Mon arrivée à Nice et ma collaboration avec cette brigade altermondialiste avaient été annoncées de manière quelque peu tapageuse. Elles devaient être perçues comme un événement planétaire. “Le célèbre Antonin Nadal a quitté son confortable bureau de MIT pour le faubourg de Nice.” C’était le but, que la presse en parle, que toutes les télévisions s’en fassent écho, pour que le sort des migrants soit enfin mis au cœur de l’actualité, et qu’on s’intéresse aussi à l’organisation semi-clandestine qui se chargeait de les accueillir.
— Contre toi, ils ne peuvent rien”, répétait Rodrigo, et j’approuvais d’un hochement de tête. “Ils viendront t’interviewer, nous te laissons toute liberté de choisir à qui tu veux répondre, et ce que tu veux répondre.”
Il en faisait un peu trop dans le genre accueillant et flagorneur, et je manquais de sommeil, si bien que je ne répondais plus, brinquebalant à l’arrière du véhicule que conduisait Igor, un modèle déjà ancien.
Je n’étais pas loin de m’endormir, tandis que les drones venaient voler juste devant le pare-brise, qu’ils restaient comme immobiles à quinze centimètres de la vitre, juste devant Igor qui ne se laissait pas impressionner. Il leur faisait des grimaces, il leur tirait la langue. Les drones n’appréciaient pas la plaisanterie, ils frétillaient des ailes, ils s’envolaient ailleurs, puis revenaient.

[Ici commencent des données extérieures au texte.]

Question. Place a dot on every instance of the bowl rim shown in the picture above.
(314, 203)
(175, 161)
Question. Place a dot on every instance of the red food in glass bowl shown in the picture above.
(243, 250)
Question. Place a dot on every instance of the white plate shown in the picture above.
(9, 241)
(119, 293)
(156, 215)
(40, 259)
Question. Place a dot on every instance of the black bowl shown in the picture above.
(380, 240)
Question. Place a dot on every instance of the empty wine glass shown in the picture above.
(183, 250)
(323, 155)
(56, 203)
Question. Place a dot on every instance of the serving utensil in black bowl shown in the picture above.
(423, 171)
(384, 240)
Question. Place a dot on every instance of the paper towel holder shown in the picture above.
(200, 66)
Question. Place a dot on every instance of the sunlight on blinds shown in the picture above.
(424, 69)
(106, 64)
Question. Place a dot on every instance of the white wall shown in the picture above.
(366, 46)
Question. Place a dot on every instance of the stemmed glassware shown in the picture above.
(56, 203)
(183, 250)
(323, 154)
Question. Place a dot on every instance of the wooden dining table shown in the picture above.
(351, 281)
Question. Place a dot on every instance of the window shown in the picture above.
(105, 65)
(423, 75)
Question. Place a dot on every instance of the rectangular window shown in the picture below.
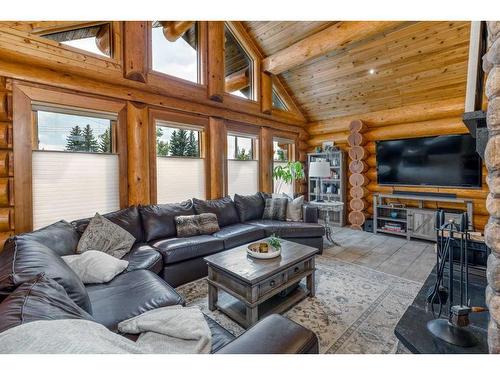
(175, 49)
(239, 67)
(242, 164)
(180, 167)
(283, 153)
(96, 39)
(75, 167)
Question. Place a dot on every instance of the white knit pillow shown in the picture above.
(95, 267)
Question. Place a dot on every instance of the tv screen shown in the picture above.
(450, 161)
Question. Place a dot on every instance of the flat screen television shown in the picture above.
(448, 161)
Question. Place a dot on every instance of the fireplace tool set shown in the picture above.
(453, 329)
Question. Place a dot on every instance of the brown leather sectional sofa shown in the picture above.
(158, 262)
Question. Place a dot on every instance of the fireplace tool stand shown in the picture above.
(454, 329)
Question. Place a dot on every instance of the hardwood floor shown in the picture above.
(411, 260)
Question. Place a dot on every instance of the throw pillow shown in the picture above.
(294, 209)
(40, 298)
(95, 267)
(194, 225)
(103, 235)
(275, 209)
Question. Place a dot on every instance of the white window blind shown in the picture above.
(243, 177)
(72, 186)
(179, 179)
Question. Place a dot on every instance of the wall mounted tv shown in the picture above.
(447, 161)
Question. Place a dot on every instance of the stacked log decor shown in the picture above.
(491, 65)
(6, 170)
(357, 180)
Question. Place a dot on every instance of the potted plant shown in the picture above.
(286, 174)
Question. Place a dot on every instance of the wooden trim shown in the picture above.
(23, 186)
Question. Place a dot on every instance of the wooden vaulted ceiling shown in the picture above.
(413, 62)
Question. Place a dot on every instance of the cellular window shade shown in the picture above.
(243, 177)
(73, 185)
(178, 179)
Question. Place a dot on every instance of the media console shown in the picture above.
(413, 222)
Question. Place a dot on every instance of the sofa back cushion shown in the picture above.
(60, 237)
(159, 219)
(224, 208)
(22, 259)
(128, 218)
(40, 298)
(249, 207)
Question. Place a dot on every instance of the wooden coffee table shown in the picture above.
(251, 288)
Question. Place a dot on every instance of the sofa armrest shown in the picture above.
(310, 213)
(274, 335)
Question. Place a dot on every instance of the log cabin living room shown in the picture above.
(249, 187)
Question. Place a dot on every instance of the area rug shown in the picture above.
(354, 311)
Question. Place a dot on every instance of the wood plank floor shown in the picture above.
(411, 260)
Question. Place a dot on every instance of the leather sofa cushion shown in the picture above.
(144, 257)
(38, 299)
(60, 237)
(130, 294)
(289, 228)
(239, 234)
(128, 219)
(178, 249)
(23, 259)
(220, 336)
(159, 220)
(224, 208)
(249, 207)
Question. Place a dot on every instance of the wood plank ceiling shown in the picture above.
(412, 62)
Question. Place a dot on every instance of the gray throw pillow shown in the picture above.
(275, 209)
(194, 225)
(95, 267)
(103, 235)
(294, 209)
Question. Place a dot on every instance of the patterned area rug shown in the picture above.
(354, 311)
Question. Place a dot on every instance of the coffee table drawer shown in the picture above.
(272, 283)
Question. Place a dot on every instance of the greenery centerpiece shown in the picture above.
(285, 174)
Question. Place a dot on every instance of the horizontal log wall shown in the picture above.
(423, 120)
(6, 170)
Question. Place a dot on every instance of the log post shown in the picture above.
(357, 180)
(137, 154)
(491, 65)
(216, 79)
(217, 138)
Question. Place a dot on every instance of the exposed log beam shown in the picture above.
(173, 30)
(321, 43)
(237, 80)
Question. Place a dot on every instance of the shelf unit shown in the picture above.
(317, 187)
(412, 222)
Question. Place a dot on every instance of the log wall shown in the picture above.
(491, 65)
(422, 120)
(6, 169)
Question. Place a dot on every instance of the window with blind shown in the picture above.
(75, 165)
(180, 166)
(242, 164)
(282, 154)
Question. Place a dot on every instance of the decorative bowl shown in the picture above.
(254, 250)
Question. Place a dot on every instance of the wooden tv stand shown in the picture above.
(415, 222)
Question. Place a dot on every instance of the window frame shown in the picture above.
(26, 95)
(159, 115)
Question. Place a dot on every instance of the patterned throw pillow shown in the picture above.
(275, 209)
(103, 235)
(194, 225)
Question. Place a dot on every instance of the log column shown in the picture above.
(6, 163)
(357, 180)
(492, 159)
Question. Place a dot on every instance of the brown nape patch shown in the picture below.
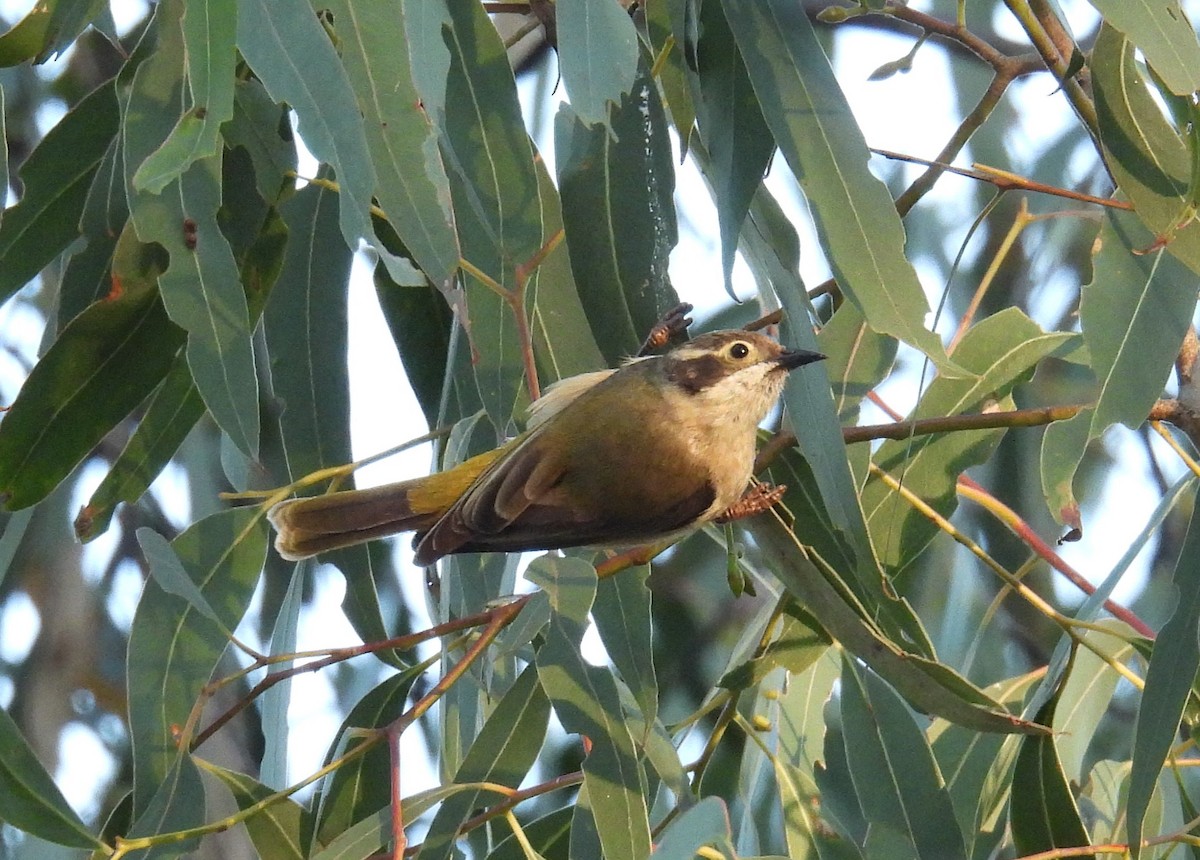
(696, 374)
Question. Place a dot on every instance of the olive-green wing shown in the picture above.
(522, 503)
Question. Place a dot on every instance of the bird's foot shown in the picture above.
(757, 499)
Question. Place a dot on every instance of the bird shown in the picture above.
(612, 458)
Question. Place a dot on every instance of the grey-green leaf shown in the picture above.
(1169, 679)
(29, 799)
(821, 140)
(1163, 32)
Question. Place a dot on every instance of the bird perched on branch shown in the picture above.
(623, 457)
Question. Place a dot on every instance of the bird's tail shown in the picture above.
(312, 525)
(307, 527)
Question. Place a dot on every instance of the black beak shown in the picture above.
(791, 359)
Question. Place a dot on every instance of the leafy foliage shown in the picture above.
(901, 678)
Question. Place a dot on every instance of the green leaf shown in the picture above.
(48, 29)
(598, 55)
(169, 573)
(271, 34)
(676, 79)
(201, 288)
(587, 702)
(895, 774)
(363, 786)
(209, 35)
(12, 531)
(1147, 157)
(928, 685)
(420, 322)
(1163, 32)
(978, 768)
(735, 132)
(503, 753)
(261, 127)
(172, 413)
(857, 359)
(550, 836)
(1087, 693)
(174, 648)
(413, 188)
(817, 134)
(562, 341)
(306, 331)
(801, 720)
(57, 178)
(622, 614)
(29, 799)
(1000, 352)
(1169, 679)
(105, 362)
(703, 824)
(275, 831)
(1043, 813)
(619, 217)
(4, 148)
(825, 499)
(1134, 314)
(496, 193)
(276, 701)
(799, 642)
(178, 804)
(88, 275)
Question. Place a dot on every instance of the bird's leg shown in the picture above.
(673, 323)
(757, 499)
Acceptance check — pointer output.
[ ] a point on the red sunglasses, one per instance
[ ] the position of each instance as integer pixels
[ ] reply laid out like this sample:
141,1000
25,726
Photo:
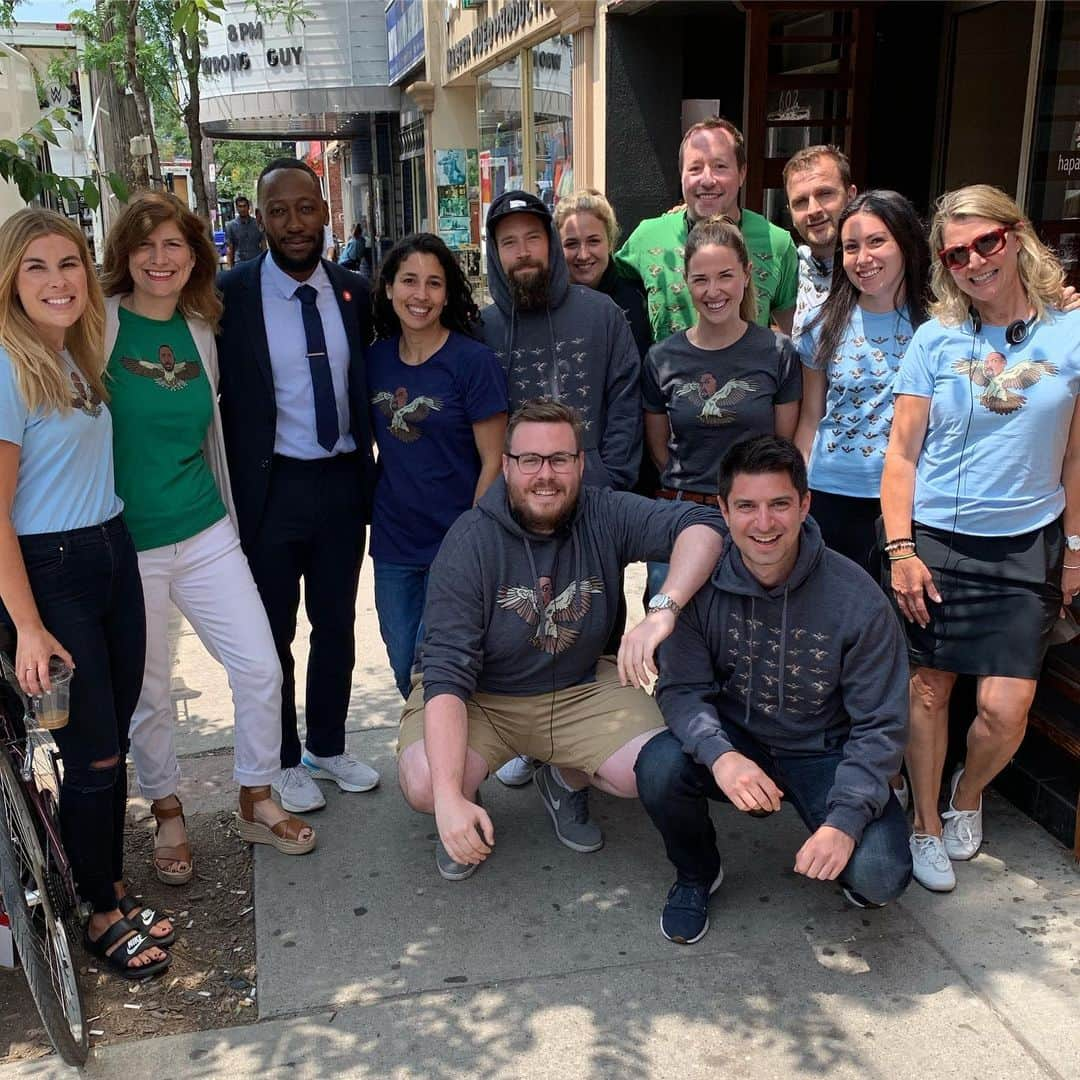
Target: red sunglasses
986,244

Mes yeux se sont fermés. Quand je me suis réveillé, les deux hommes fumaient, les vitres ouvertes, il faisait tout à fait nuit, il faisait froid, nous roulions sur une route déserte, la neige sur les côtés et tout au bout, à un rond-point, une petite maison éclairée, c’était le Restaurant des Amis.
— Tu vois, ils ont gardé ouvert, a dit Rodrigo, ils nous attendent.
La table était servie, Lourenço, le patron, a dîné avec nous, nous étions quatre, pas d’autres clients.
J’ai bu du vin rouge, puis une jeune femme est venue me chercher pour me conduire à ma chambre. Ils voyaient mon état de fatigue. J’avais du mal à suivre la conversation. Ils voulaient me ménager. Les autres sont restés à table, ils ont continué de manger du bacalhau avec des pommes de terre et boire du vin. On aurait dit une famille.
J’ai eu la présence d’esprit de porter moi-même ma valise en montant derrière la jeune femme dont je n’avais pas bien entendu le nom.
Ma chambre se trouvait au deuxième étage. Propre, faiblement éclairée, reposante. Un compotier avec des mandarines et une bouteille d’eau minérale sur une table ronde en plastique moulé. Une autre petite table, en bois celle-ci, appuyée contre un mur, avec une chaise, une lampe de bureau, une ramette de papier et des crayons. Ils avaient pensé à tout. Le bon parfum des mandarines. Dans un angle de la cuisine, une cabine de douche. J’en ai écarté le rideau et le parfum du savon de Marseille est venu se combiner à celui des mandarines. Ici, il faisait chaud. J’ai ouvert la fenêtre pour laisser entrer un peu de fraîcheur. Le parfum de la nuit d’hiver, le silence de la neige. La jeune femme avait un joli visage, elle souriait en me souhaitant bonne nuit.